In that case, there are two ways to relate lineitem and customer:

  1. Join directly lineitem and customer on lineitem.customer_id = customer.id
  2. Join lineitem to orders on order_id and them join orders to customers on orders.customer_id = customer.id

When there is more than one way to connected a shared dimension Honeydew requires a direct relationship to be defined.

Honeydew will always join via the direct relationship when multiple relationship paths are possible.

In the example above, Honeydew will join lineitem and customer directly when looking at line items of a customer.

When multiple paths are possible to connect a shared dimension, but there is no direct relation, then Honeydew will not be able to resolve a path. A direct relationship must be added.

When there are multiple paths to a shared dimension required in a query, and none of those paths is a direct connection, Honeydew will fail to compile.

Must create a direct connection for each entity to the shared dimension whenever multiple paths present.

Can use calculated attributes to copy join keys if are missing. For example if:

  1. Have a lineitem entity that relates to both customer and supplier.
  2. Both customer and supplier have a shared dimension called nation.

Then for lineitem would not know which nation to prefer when counting revenue by nation.
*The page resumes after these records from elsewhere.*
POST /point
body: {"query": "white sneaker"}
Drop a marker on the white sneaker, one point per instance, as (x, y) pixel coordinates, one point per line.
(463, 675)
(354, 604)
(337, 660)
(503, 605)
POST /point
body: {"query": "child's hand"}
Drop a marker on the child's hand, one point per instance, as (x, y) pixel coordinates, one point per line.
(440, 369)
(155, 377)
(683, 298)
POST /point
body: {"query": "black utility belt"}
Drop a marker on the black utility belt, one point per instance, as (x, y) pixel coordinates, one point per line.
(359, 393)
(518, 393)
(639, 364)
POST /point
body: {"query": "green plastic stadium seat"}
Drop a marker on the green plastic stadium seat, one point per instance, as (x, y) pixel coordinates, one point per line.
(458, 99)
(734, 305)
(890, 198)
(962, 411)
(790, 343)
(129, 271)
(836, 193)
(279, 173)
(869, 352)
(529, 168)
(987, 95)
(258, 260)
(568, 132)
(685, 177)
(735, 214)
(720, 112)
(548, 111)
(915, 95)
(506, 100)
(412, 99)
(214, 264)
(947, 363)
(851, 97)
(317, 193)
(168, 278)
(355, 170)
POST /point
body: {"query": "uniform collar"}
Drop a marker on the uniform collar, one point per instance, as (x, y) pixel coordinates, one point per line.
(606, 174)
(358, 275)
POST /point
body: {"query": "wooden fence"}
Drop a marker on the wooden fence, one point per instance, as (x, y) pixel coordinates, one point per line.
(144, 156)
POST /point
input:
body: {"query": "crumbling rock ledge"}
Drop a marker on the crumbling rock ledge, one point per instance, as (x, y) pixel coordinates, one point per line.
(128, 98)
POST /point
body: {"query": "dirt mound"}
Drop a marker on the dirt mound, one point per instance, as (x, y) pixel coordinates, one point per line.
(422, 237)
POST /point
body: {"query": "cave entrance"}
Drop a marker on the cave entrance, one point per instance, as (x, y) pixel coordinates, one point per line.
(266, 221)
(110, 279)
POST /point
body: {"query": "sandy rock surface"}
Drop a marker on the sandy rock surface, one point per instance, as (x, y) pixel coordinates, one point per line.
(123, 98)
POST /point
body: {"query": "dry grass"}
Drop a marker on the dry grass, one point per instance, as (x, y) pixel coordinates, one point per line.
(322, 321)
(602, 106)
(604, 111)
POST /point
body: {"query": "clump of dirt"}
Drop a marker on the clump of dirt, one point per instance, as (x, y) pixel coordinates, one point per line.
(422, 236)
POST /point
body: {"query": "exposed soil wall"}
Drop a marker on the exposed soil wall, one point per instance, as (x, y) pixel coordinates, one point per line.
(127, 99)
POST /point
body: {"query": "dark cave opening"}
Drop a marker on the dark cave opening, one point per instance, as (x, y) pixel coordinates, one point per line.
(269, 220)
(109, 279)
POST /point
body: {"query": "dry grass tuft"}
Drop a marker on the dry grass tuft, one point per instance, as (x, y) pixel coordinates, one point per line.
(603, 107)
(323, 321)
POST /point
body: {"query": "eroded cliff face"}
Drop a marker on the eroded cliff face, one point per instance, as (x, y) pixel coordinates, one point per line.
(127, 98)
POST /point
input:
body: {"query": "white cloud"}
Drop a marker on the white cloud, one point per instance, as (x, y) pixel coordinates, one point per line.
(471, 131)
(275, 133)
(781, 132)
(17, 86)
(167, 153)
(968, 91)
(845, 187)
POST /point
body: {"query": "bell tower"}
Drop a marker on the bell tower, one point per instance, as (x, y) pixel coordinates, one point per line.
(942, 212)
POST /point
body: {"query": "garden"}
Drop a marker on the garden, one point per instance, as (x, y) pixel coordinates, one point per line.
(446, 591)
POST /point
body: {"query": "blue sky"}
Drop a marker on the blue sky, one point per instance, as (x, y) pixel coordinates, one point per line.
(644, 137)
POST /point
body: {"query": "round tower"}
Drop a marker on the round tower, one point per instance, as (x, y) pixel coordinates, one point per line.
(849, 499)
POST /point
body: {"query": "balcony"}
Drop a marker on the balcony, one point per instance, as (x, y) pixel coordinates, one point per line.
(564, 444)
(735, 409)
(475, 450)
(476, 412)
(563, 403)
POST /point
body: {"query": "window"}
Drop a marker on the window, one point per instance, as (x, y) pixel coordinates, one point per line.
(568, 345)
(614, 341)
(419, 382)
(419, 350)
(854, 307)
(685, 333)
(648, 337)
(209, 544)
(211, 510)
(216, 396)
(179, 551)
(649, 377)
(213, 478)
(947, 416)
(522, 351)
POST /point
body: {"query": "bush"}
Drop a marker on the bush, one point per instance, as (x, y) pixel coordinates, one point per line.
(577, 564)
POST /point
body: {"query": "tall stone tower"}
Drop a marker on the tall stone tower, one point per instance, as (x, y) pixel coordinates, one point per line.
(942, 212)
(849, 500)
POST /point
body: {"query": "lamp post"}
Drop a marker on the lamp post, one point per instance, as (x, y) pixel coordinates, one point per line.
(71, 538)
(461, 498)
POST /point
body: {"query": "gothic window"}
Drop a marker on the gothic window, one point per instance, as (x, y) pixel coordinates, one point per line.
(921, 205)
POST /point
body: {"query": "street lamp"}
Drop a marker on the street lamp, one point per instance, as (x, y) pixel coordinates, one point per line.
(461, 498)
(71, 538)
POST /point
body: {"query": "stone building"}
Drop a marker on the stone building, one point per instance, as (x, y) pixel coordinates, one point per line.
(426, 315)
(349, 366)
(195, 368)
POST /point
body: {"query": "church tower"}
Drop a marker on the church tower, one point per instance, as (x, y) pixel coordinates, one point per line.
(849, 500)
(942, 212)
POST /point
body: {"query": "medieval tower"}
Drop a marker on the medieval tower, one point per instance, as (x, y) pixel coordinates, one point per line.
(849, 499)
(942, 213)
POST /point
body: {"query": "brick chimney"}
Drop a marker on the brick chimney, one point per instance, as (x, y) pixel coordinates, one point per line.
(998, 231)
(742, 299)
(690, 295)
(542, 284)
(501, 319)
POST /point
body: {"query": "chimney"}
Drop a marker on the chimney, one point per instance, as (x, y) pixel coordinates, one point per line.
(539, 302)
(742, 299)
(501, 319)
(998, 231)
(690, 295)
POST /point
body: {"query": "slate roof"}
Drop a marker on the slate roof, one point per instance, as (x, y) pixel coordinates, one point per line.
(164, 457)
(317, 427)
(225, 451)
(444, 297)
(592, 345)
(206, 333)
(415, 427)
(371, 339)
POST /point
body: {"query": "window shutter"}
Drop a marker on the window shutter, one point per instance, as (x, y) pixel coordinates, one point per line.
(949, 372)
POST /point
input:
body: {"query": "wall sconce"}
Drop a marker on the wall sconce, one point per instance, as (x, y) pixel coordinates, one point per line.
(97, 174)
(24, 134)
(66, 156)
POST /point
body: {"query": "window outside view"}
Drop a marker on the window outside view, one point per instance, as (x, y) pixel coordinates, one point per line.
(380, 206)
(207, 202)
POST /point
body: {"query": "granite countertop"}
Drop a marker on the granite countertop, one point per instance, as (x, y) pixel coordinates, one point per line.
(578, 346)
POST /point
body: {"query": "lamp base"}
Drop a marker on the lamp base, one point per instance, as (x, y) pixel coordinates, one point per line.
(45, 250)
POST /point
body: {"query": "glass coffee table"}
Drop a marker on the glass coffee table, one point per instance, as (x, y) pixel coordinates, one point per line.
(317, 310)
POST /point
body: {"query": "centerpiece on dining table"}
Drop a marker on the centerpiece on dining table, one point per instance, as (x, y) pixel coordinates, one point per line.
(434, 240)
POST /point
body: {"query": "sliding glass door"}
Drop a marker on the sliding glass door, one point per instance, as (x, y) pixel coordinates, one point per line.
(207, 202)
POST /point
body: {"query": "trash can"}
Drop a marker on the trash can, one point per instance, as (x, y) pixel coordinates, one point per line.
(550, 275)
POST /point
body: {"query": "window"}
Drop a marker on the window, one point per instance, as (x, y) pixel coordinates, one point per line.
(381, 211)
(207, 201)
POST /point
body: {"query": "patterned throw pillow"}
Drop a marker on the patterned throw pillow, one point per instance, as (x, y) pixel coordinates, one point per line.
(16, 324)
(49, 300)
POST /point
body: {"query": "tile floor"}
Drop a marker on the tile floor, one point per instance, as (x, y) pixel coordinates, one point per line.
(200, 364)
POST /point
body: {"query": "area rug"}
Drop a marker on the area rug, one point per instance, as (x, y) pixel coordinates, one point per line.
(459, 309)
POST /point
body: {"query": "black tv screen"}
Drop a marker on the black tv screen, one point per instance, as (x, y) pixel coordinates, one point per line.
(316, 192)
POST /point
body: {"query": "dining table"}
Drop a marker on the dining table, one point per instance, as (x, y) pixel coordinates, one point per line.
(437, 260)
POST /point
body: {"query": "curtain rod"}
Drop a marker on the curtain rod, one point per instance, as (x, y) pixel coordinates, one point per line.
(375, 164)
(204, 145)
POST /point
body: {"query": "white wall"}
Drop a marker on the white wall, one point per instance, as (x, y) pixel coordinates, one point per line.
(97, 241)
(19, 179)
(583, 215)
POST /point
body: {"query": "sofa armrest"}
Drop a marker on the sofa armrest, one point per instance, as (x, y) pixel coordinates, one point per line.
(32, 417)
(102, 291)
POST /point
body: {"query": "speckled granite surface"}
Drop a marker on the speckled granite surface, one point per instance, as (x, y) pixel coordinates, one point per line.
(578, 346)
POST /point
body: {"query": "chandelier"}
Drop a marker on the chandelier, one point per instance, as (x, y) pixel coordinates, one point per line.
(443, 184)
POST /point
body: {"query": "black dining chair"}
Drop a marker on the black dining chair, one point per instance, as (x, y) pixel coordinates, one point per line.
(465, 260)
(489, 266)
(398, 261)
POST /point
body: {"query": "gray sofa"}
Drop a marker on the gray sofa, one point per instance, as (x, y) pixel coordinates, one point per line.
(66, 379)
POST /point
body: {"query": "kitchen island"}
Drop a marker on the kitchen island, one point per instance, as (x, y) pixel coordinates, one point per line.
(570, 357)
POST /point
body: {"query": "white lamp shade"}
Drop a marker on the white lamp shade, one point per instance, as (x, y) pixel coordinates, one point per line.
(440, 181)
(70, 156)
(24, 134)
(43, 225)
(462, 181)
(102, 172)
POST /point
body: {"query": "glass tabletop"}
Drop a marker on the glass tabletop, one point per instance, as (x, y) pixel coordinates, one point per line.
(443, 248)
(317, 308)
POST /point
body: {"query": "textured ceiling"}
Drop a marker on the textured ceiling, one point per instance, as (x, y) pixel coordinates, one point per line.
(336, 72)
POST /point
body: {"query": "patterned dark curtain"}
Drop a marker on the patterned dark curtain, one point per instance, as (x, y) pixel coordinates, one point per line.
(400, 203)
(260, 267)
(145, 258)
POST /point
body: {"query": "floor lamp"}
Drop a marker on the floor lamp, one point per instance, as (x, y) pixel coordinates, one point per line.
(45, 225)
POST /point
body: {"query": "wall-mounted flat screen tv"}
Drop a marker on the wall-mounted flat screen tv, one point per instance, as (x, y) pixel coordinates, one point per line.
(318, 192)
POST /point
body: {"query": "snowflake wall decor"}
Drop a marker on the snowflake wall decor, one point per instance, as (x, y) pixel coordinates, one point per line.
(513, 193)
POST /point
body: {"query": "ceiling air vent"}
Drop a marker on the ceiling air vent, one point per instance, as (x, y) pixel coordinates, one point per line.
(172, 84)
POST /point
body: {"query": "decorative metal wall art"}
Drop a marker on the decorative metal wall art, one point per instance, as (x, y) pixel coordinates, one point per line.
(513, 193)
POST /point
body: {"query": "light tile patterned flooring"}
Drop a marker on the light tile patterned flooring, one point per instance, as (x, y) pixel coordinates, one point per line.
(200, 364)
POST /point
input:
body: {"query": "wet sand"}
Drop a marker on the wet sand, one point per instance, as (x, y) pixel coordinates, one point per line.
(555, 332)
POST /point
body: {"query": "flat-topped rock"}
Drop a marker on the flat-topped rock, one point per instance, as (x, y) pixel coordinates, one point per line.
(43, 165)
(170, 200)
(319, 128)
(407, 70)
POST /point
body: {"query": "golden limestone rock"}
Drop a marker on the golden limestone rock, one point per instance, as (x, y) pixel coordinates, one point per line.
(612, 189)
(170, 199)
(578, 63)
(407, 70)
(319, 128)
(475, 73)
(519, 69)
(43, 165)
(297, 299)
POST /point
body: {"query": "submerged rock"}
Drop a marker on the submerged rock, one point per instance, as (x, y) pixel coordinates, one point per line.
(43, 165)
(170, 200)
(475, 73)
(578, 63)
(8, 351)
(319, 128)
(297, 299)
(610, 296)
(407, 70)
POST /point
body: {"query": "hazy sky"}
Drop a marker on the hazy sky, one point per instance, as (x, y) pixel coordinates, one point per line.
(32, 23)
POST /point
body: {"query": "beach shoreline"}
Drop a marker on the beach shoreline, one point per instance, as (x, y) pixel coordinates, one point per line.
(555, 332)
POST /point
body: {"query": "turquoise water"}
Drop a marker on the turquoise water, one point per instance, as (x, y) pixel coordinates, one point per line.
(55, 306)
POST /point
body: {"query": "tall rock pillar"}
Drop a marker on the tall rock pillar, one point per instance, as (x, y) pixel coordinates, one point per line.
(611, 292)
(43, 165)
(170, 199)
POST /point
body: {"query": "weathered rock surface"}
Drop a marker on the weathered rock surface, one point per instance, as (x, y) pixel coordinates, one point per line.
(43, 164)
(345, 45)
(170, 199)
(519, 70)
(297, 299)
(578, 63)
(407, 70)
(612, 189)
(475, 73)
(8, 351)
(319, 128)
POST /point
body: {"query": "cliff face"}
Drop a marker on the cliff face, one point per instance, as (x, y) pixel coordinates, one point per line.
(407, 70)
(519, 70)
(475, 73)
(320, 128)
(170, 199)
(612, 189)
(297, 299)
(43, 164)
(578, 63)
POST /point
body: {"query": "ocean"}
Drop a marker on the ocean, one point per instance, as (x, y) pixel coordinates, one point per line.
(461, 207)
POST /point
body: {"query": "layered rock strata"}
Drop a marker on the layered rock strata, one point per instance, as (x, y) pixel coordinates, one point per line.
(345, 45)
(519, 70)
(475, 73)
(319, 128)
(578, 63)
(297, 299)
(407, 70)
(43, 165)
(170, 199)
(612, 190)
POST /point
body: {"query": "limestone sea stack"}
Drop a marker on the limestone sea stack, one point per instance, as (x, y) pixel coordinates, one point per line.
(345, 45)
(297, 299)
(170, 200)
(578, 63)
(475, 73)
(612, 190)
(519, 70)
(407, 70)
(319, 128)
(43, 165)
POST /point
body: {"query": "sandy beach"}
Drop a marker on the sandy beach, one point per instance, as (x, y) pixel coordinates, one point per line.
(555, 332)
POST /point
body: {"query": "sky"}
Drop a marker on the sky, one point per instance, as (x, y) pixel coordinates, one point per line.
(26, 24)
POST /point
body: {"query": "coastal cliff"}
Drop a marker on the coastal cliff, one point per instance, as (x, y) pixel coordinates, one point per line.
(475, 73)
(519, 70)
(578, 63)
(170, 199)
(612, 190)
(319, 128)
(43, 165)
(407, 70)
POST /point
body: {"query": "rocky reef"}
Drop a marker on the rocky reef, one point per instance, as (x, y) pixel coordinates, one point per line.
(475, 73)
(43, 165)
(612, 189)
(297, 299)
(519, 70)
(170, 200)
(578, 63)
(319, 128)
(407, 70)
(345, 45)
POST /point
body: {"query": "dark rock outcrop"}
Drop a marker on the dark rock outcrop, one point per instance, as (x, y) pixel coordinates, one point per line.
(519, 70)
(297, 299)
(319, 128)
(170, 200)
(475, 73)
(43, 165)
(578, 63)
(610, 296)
To resolve this situation:

  1. Create a calculated attribute in lineitem that equals to the preferred nation (for example that equals to customer.c_nationkey).
  2. Connect that calculated attribute directly to the shared nation entity.

Metrics that combine multiple facts

A common use case with shared dimensions is querying one fact based on information from another fact with a connected shared dimension.

For example, would want to build a metric that counts the visits of all users that had a login last month.

Since there is no direct connection between visits and logins to join on, need to go through the shared user in the users entity that takes data from the logins fact, so it can be used later on when joining users with visits.

Connect metrics through a shared dimension

Given the following schema:

  • Two facts: logins and visits
  • Connected through a single shared dimension: users

Build the following metric:

count_visits_of_recently_logged_in_users =
-- Count visits for users who also had logins in the last 30 days
visits.count FILTER(
   -- Did the visiting user had logins over the last 30 days?
   WHERE (
      -- Count logins
      logins.count
      -- Over last 30 days
      FILTER(WHERE logins.time >= CURRENT_DATE() - 30)
      -- For the shared user
      GROUP BY (users.user_id)
   ) > 0)

The internal metric on logins has a GROUP BY (users.id) qualifier that tells it to be calculated per user.

Since user is a shared dimension between logins and visits, the result can be applied to a metric in visits.

Note that if there are multiple shared dimensions, can connect through more than one.

Break to steps with a calculated attribute in the shared dimension

Use a calculated attribute when the connection between facts goes through a single shared dimension, and there is no dynamic calculation.

In that case, can built a simpler single fact metric that uses that calculated attribute.

To implement the question above with a calculated attribute approach:

  1. Build a calculated attribute in the users shared entity named logins_last_month defined as

    logins.count FILTER(WHERE logins.time >= CURRENT_DATE() - 30)
    

    This counts per user the logins (assuming logins has a count metric) in the last month (assuming a time attribute), at the granularity of a user (since the calculated attribute is part of the user entity). See also how metrics behave in calculated attributes.

  2. Build a metric in visits called count_visits_of_recently_logged_in_users defined as

    visits.count FILTER(WHERE users.logins_last_month > 0)
    

    This is a reusable metric based on data from two facts, counting first at the login fact granularity (logins last month) and then at the visit fact granularity (visits of users that logged in last month).